Fleurir les tombes au printemps
Il y a un peu plus de 100 ans, quelques grands journaux québécois ont des correspondants à Paris, qui y vont d’un billet une fois la semaine. On y apprend quelques détails de la vie parisienne et on peut comparer notre vécu à celui des habitants de la grande ville de France.
En 1884, pour le journal Le Canadien, le journaliste et linguiste d’origine maskoutaine, Sylva Clapin, nous entretient de ce qui se passe là-bas. Voyez, par exemple, cette activité dont il est impossible de trouver trace au Québec à ce temps de l’année.

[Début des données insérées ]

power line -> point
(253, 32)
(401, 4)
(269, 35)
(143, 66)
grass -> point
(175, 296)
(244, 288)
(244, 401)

La Semaine Sainte débute en France par une bien touchante cérémonie : celle de la décoration des tombes, dans les cimetières, le jour des Rameaux, aussi appelé Pâques fleuries.
Ce jour-là, l’on apporte à ses chers morts les primeurs des jardins. Violettes, primevères, lilas, tout est jeté pêle-mêle, à pleines corbeilles, au pied des marbres funéraires. Le Campo Santo perd un moment son aspect habituel d’impossible désolation.
Là-haut dans les cyprès, sur les branches des sycomores, des oiseaux acclament les visiteurs et chantent de leurs trilles retentissants la venue du printemps. Chose étrange, néanmoins, l’on sort de là plus recueilli qu’à la date du grand pèlerinage annuel, le 2 novembre.
C’est que le contraste, quoiqu’on fasse, est toujours si poignant entre ce renouveau de la nature en avril, et la pensée que des êtres chers, jadis tendrement aimés, dorment là, à tout jamais, dans les ténèbres du sépulcre, loin de tout ce qui, ici bas, nous charme et nous émeut……..
Le Canadien (Québec), 26 avril 1884.
Pour tout dire, le Québec ne connaît jamais un avril de violettes, de primevères et de lilas. Au mieux, si ce mois s’y prêtait, nous ne pourrions apporter qu’une poignée de crocus pour fleurir nos tombes.
On peut retrouver cette pleureuse magnifique, à qui quelqu’un a donné quelques fleurs, dans le cimetière de Neuville, à 35 kilomètres à l’ouest de Québec.